Porcia, born on 70 b.C., was the daughter of Cato the Younger, a stoic roman senator of the late republic, and the wife of Marcus Junius Brutus, the infamous assassin of Julius Caesar. Brutus married her after divorcing Claudia, the daughter of his long-time ally Appius Claudius Pulcher, without offering any reason whatsoever. This divorce […]

Porcia, born on 70 b.C., was the daughter of Cato the Younger, a stoic roman senator of the late republic, and the wife of Marcus Junius Brutus, the infamous assassin of Julius Caesar.
Brutus married her after divorcing Claudia, the daughter of his long-time ally Appius Claudius Pulcher, without offering any reason whatsoever. This divorce was not received well within Brutus’ family and gained the displeasure of even his own mother Servilia, but Porcia was favoured by Pompey and this made sure the marriage had the support of people like Cicero. You can imagine how fun that was.
Regardless of the political aspects, Plutarch assures us that Porcia loved Brutus (of course he does) and was very loyal to him (which is almost the same thing, isn’t it?) and narrates an anecdote in which she would have wounded herself in order to demonstrate her husband that she was able to withstand pain and therefore he could trust her with his secrets. As if having delivered two children was not proof enough.

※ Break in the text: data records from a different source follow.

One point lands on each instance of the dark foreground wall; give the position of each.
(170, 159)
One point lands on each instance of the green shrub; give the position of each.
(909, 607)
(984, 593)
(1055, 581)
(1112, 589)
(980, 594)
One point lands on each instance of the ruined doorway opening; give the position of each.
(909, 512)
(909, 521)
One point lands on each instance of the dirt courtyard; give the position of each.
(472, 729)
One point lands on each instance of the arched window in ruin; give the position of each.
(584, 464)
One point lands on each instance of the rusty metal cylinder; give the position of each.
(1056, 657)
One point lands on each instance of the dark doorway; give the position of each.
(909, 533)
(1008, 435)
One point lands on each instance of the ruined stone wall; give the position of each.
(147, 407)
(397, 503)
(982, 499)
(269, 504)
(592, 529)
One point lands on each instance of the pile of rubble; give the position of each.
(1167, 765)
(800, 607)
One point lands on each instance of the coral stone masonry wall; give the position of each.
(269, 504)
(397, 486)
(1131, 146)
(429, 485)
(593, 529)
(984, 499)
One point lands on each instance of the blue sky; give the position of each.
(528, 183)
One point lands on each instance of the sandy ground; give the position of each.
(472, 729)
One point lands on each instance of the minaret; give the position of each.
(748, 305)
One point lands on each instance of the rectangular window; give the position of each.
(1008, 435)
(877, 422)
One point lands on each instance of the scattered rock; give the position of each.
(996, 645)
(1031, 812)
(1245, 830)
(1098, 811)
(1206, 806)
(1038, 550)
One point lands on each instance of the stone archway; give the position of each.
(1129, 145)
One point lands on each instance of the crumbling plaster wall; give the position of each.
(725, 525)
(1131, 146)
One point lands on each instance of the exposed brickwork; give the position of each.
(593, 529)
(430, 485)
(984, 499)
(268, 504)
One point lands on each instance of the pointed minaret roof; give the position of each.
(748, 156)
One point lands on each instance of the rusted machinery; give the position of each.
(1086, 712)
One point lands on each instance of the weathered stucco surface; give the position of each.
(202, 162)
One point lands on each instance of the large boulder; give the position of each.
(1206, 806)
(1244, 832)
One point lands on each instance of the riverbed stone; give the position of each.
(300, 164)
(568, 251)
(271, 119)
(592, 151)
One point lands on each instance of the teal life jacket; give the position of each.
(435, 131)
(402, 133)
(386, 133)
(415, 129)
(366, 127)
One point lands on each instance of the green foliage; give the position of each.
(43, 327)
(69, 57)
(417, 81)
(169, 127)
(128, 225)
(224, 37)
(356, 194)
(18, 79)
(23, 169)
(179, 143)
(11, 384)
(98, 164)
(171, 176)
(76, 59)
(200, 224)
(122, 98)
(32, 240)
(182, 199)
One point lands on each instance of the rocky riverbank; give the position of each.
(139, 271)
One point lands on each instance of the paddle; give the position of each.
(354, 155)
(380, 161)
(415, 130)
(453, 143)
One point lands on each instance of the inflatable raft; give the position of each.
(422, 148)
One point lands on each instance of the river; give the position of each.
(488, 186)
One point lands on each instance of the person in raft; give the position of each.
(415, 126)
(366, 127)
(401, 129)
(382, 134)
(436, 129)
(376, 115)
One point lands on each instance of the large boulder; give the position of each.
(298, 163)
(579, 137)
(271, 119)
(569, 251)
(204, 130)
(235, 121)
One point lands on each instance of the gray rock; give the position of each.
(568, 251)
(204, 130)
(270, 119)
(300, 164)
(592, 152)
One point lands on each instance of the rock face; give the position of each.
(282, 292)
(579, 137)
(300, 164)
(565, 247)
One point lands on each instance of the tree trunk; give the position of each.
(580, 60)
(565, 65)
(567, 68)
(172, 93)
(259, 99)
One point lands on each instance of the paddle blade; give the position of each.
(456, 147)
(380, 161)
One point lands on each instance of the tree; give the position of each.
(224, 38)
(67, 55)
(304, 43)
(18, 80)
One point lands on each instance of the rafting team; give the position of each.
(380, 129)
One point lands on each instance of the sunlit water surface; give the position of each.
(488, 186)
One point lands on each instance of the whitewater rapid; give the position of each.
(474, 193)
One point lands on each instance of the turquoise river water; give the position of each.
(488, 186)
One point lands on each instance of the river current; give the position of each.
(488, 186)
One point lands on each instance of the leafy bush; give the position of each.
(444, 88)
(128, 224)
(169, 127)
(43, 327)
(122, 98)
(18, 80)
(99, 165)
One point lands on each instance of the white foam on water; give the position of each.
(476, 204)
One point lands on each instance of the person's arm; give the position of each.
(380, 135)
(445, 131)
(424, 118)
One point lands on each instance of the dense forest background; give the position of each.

When the plot to kill Caesar unfolded, Brutus and the other assassins fled to Athens, but Porcia was left behind. ’cause he loved her very much too, I guess.

In this letter, imagined by Mademoiselle De Scudery, she’s writing to Publius Volumnius, a philosopher who was a close friend of her husband and allegedly heard his final words while he was committing suicide after his defeat at Philippi. According to Volumnius, Brutus repeated two words, but he accounts just for one. The second one is, of course, a matter of speculation.

Her death is also something artists obsessed upon: allegedly, she committed suicide in 42 b.C. by swallowing hot coals. There’s a lot of controversies, over time, over the place and means of her death.


Porcia appears in several dramas and plays, most importantly in Shakespeare’s Julius Caesar as one of the only two significant female characters: in act IV it is said that she died by swallowing fire.

«Impatient of my absence,
And grief that young Octavius with Mark Antony
Have made themselves so strong—for with her death
That tidings came—with this she fell distract
And, her attendants absent, swallowed fire».

What’s really hilarious is Cassius’ answer to Brutus, in which he asks «And died so?».
No, genius, she survived and went for a walk, where she was hit by a truck.

Shakespeare mentions her again, in The Merchant of Venice, as a term of comparison in beauty and virtue for one of the main female characters, that’s also named Portia.

She’s also the main character in Robert Garnier’s play Porcie, published 1568 and firstly acted in 1573 at the Hôtel de Bourgogne: the play mostly revolves around her tragic suicide.